Muhammad Naveed ¹ Maryum Fatima ¹ Zainab Naseem ¹ Zulfiqar Ahmad ¹ Abdel-Rhman Gaafar ² Mubashra Shabbir ³ Qurrat Ul Ain Farooq ⁴ Mohamed S. Hodhod ⁵ Muhammad Imran Khan ¹ Dua Shahid ⁶ Adnan Mustafa ^6*

• ¹ Institute of Soil and Environmental Sciences, Faculty of Agriculture, University of Agriculture Faisalabad, Faisalabad, Punjab, Pakistan
• ² Department of Botany and Microbiology, College of Science, King Saud University, Riyadh, Saudi Arabia
• ³ Punjab Livestock And Dairy Development Department, Lahore, Punjab, Pakistan
• ⁴ Harry Butler Institute, Murdoch University, Murdoch, Western Australia, Australia
• ⁵ Faculty of Biotechnology, October University for Modern Sciences and Arts, Giza, Cairo, Egypt
• ⁶ Key Laboratory of Vegetation Restoration and Management of Degraded Ecosystems, South China Botanical Garden, Chinese Academy of Sciences (CAS), Guangzhou, China

Sewage water is extensively used for irrigation, serving as a valuable resource for plant growth to enhance agricultural productivity.
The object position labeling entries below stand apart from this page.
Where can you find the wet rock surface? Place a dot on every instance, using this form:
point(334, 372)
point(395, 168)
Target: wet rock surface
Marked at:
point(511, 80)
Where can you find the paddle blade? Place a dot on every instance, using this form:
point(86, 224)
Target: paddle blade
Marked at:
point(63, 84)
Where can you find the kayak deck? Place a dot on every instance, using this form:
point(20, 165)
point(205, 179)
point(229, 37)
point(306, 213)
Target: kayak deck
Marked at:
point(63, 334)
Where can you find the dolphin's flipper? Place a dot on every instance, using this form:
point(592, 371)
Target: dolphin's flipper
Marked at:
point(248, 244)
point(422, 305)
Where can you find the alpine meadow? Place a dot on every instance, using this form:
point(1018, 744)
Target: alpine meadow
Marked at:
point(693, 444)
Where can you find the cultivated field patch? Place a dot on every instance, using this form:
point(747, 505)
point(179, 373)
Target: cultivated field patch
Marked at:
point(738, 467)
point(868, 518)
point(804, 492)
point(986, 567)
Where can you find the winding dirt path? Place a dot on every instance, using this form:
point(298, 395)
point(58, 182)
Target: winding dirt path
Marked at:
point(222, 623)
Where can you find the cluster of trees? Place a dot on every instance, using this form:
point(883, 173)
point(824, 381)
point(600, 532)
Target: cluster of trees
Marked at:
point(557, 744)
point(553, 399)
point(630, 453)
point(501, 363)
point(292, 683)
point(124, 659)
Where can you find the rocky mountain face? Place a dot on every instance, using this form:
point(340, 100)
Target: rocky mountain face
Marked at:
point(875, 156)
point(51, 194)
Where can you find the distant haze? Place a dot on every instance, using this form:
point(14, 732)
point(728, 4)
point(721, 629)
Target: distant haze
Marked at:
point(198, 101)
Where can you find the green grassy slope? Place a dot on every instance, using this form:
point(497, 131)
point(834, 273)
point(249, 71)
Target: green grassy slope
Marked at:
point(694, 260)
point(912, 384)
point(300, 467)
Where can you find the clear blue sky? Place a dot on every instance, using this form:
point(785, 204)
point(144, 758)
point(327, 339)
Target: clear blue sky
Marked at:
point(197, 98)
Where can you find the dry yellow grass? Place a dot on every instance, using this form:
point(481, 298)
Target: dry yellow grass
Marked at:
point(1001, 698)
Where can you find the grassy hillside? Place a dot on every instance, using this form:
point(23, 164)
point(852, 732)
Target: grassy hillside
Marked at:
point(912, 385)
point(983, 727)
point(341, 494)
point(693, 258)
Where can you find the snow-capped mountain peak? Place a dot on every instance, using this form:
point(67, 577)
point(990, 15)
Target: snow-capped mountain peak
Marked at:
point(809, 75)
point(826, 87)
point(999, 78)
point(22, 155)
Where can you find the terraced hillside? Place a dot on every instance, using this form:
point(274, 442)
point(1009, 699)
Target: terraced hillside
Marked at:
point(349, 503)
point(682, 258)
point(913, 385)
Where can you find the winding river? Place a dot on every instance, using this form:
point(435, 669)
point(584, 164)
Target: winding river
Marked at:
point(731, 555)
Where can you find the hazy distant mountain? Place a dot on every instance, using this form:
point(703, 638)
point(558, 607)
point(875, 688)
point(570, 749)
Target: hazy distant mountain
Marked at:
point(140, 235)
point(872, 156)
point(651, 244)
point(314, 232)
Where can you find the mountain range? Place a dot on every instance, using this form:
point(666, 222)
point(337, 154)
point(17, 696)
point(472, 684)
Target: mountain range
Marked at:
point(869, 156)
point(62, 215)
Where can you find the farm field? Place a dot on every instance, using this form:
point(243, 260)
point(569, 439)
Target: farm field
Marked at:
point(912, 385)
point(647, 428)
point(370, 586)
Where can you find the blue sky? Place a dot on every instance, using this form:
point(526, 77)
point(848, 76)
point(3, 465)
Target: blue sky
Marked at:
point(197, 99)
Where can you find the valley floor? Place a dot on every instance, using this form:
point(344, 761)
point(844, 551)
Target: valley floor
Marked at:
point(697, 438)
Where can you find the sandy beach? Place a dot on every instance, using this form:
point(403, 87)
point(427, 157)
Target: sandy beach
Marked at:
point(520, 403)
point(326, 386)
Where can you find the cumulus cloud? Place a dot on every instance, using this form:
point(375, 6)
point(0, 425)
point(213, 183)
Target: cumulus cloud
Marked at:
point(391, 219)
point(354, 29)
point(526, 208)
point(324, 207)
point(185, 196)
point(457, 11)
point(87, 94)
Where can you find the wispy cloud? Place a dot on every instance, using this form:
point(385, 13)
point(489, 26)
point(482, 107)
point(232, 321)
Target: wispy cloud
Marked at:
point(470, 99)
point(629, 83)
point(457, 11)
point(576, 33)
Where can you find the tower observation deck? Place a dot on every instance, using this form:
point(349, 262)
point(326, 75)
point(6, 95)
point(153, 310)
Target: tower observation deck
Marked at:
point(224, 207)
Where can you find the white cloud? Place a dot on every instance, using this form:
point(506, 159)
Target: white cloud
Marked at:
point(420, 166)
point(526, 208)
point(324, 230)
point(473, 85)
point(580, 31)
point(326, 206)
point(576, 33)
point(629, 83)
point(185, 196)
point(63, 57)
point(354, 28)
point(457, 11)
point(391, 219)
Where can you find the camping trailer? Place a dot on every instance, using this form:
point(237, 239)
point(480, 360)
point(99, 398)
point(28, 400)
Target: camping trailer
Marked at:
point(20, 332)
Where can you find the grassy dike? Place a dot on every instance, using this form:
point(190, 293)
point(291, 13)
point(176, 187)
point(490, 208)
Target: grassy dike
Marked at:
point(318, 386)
However, this practice also results in a significant accumulation of heavy metals in the soil, posing potential environmental and health concerns. A study was designed to evaluate the combined effect of amendments on heavy metal immobilization in soil and improved growth and yield of pea plants. For this, soil for each treatment was mixed with biochar (BC) (1% w/w), polyacrylamide (PAM) (0.5% w/w), as well as applied in combination. Pea plants were irrigated with tap water (TW), sewage water (SW), and tap + sewage water (TW+SW). A factorial design was applied to analyze data statistically. The combined application of biochar and polymer showed a positive response by significantly enhancing the plant growth parameters (39-84%), physiological attributes (67-69%) and reducing Cd (56%) and Cr (65%) concentration in soil applied with SW and TW+ SW. Moreover, treatment with a combined application of BC and PAM significantly reduced Cd concentrations by 43% in roots, 50% in shoots, and 91% in grains. Similarly, Cr concentrations were reduced by 51% in roots, 51% in shoots, and 94% in grains compared to the control. Overall, our results indicate reduced bioaccumulation and health risks associated with potentially toxic elements (PTE), supporting the application of polymer and biochar for irrigating pea plants with TW+SW. Leveraging the combined benefits of polymer and biochar amendments appears to be an effective strategy to remediate PTE-contaminated soil, thereby increasing plant growth and yield.